I have just fixed #61 and merged the fixes in #54. So v0.3.0-beta.6 includes all the fixes and improvements. It's highly recommended.

I'm still iterating over this StatefulSet deployment scenarios. Some of the lines in the logs you shared takes my attention:

[ERROR] Received DMap: kvcache on PartID: 3 (backup: false) doesn't belong to me
[ERROR] Failed to move DMap: kvcache on PartID: 3 to 10.128.4.112:4220: invalid argument

invalid argument error sounds interesting. I'm on it.

cobexer commented 3 years ago

So far v0.3.0-beta.6 is working great! Even manually crashing my microservice multiple times didn't lead to a broken olric cluster any more! Thank you!

Not sure if there are multiple callpaths but this is one of them for the [ERROR] Failed to move DMap: kvcache on PartID: 3 to 10.128.4.112:4220: invalid argument:

github.com/buraksezer/olric/internal/flog.Verbose.Printf
    /go/pkg/mod/github.com/buraksezer/olric@v0.3.0-beta.6/internal/flog/flog.go:112
github.com/buraksezer/olric.(*Olric).rebalancePrimaryPartitions.func1
    /go/pkg/mod/github.com/buraksezer/olric@v0.3.0-beta.6/rebalancer.go:177
sync.(*Map).Range
    /usr/local/go/src/sync/map.go:345
github.com/buraksezer/olric.(*Olric).rebalancePrimaryPartitions
    /go/pkg/mod/github.com/buraksezer/olric@v0.3.0-beta.6/rebalancer.go:172
github.com/buraksezer/olric.(*Olric).rebalancer
    /go/pkg/mod/github.com/buraksezer/olric@v0.3.0-beta.6/rebalancer.go:256
github.com/buraksezer/olric.(*Olric).updateRoutingOperation.func1
    /go/pkg/mod/github.com/buraksezer/olric@v0.3.0-beta.6/routing.go:501

And this one for Received DMap: kvcache on PartID: 3 (backup: false) doesn't belong to me:

github.com/buraksezer/olric/internal/flog.Verbose.Printf
    /go/pkg/mod/github.com/buraksezer/olric@v0.3.0-beta.6/internal/flog/flog.go:112
github.com/buraksezer/olric.(*Olric).moveDMapOperation
    /go/pkg/mod/github.com/buraksezer/olric@v0.3.0-beta.6/rebalancer.go:296
github.com/buraksezer/olric.(*Olric).requestDispatcher
    /go/pkg/mod/github.com/buraksezer/olric@v0.3.0-beta.6/olric.go:264
github.com/buraksezer/olric/internal/transport.(*Server).processMessage
    /go/pkg/mod/github.com/buraksezer/olric@v0.3.0-beta.6/internal/transport/server.go:193
github.com/buraksezer/olric/internal/transport.(*Server).processConn
    /go/pkg/mod/github.com/buraksezer/olric@v0.3.0-beta.6/internal/transport/server.go:217
buraksezer commented 3 years ago

So far v0.3.0-beta.6 is working great! Even manually crashing my microservice multiple times didn't lead to a broken olric cluster any more! Thank you!

It's great to hear that!

Not sure if there are multiple callpaths but this is one of them for the [ERROR] Failed to move DMap: kvcache on PartID: 3 to 10.128.4.112:4220: invalid argument:

The crashed node tries to move partitions to itself. I have a possible fix for this but I need to investigate further to be sure.
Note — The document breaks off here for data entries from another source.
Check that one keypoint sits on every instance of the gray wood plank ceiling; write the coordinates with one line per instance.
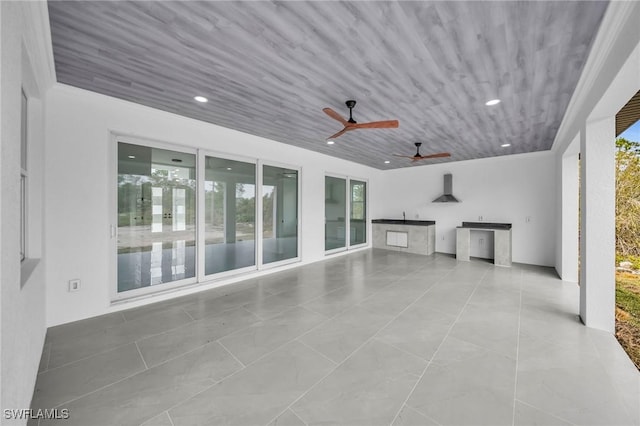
(268, 68)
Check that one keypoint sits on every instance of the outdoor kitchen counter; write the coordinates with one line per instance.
(501, 241)
(410, 236)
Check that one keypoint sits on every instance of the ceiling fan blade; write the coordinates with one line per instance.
(331, 113)
(438, 155)
(389, 124)
(340, 133)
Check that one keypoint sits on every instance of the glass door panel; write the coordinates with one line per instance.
(279, 214)
(156, 216)
(358, 219)
(230, 215)
(335, 212)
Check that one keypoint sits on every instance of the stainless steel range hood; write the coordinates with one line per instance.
(447, 197)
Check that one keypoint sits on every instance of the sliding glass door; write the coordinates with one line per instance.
(184, 216)
(335, 213)
(358, 216)
(279, 214)
(337, 210)
(156, 216)
(230, 215)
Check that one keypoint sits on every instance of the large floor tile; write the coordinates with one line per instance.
(69, 350)
(496, 330)
(581, 394)
(396, 297)
(225, 299)
(410, 417)
(368, 389)
(339, 300)
(262, 337)
(72, 381)
(466, 385)
(288, 418)
(141, 397)
(80, 328)
(342, 335)
(526, 415)
(162, 347)
(257, 394)
(278, 303)
(418, 330)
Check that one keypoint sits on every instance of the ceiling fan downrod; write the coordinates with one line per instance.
(350, 104)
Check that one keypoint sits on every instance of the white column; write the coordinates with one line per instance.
(597, 227)
(570, 188)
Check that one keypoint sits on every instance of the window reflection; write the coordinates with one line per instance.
(156, 216)
(279, 214)
(230, 214)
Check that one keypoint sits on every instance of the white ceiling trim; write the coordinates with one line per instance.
(619, 17)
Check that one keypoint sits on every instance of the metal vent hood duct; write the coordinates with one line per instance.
(447, 197)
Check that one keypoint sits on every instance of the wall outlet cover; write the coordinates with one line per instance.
(74, 285)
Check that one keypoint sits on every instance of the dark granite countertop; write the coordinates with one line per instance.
(404, 222)
(485, 225)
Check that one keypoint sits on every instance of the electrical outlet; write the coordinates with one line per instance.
(74, 285)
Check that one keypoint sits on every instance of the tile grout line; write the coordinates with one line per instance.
(139, 372)
(230, 353)
(546, 412)
(515, 380)
(146, 367)
(188, 352)
(354, 351)
(316, 351)
(188, 314)
(170, 419)
(438, 348)
(272, 351)
(298, 416)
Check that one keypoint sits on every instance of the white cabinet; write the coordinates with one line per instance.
(397, 239)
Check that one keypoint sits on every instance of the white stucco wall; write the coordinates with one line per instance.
(78, 183)
(22, 293)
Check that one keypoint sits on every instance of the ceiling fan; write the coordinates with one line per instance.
(423, 157)
(351, 124)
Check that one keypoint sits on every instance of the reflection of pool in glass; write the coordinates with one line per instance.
(166, 262)
(158, 263)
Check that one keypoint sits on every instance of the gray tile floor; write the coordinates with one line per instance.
(372, 338)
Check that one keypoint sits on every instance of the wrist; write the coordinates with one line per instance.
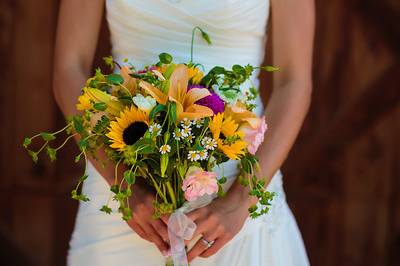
(239, 195)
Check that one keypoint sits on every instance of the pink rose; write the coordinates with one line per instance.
(254, 133)
(198, 182)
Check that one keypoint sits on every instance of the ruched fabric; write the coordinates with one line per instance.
(140, 31)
buraksezer commented 3 years ago

@cobexer Olric v0.3.0-beta.7 is out. Now, Olric properly handles memberlist.NodeUpdate events. I think that it's useful for your deployment scenario.
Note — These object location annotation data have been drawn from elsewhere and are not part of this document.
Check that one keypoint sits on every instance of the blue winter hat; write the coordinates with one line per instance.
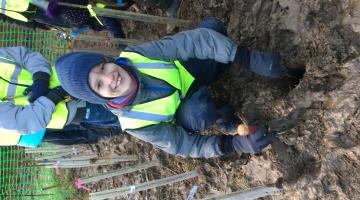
(73, 72)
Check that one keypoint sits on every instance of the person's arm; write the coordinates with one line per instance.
(204, 43)
(175, 140)
(36, 116)
(200, 43)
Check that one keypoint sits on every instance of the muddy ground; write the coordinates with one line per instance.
(320, 157)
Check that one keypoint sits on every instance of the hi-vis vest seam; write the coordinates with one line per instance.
(163, 109)
(14, 80)
(3, 5)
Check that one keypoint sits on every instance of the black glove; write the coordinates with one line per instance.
(40, 86)
(253, 143)
(262, 63)
(58, 94)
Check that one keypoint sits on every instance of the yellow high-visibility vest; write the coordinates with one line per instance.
(160, 110)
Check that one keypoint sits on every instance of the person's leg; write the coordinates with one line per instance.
(213, 70)
(197, 111)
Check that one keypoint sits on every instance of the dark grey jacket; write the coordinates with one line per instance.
(200, 43)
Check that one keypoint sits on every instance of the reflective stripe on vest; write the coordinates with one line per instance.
(13, 8)
(10, 72)
(160, 110)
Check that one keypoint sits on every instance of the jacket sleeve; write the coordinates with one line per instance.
(36, 116)
(175, 140)
(24, 58)
(26, 119)
(200, 43)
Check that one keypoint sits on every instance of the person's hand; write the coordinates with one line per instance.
(40, 86)
(58, 94)
(253, 143)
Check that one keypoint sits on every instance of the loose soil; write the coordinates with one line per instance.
(320, 157)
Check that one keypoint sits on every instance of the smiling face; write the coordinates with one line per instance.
(110, 80)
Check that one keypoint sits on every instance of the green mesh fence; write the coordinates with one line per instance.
(20, 177)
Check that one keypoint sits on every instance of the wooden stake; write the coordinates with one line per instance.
(142, 186)
(125, 170)
(248, 194)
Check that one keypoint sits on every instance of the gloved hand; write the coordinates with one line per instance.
(40, 86)
(58, 94)
(262, 63)
(253, 143)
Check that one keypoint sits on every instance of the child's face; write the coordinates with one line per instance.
(110, 80)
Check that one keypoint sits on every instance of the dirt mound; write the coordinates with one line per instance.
(319, 158)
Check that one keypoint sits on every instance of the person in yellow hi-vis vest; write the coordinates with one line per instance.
(31, 99)
(159, 89)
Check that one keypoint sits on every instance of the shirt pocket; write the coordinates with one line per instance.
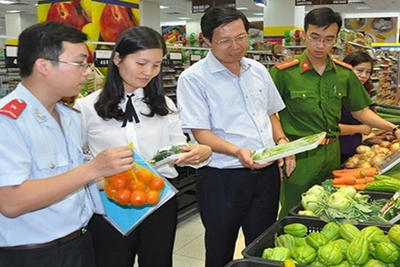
(335, 99)
(49, 165)
(303, 102)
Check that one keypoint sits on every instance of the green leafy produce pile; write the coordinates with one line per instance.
(276, 150)
(165, 153)
(337, 246)
(343, 205)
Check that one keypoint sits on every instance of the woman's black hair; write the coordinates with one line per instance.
(132, 40)
(220, 15)
(357, 57)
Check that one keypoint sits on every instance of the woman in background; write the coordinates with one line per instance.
(133, 97)
(351, 130)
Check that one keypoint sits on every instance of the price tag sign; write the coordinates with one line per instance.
(11, 56)
(320, 2)
(102, 58)
(195, 57)
(175, 56)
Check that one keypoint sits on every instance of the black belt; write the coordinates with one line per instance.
(57, 241)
If you encounter a problem, please let me know.

cobexer commented 3 years ago

I will not be able to test this before the end of november, maybe @sll552 can test the updated library?

buraksezer commented 3 years ago

I'm closing this issue. You feel free to re-open this, if you have any problems on this topic.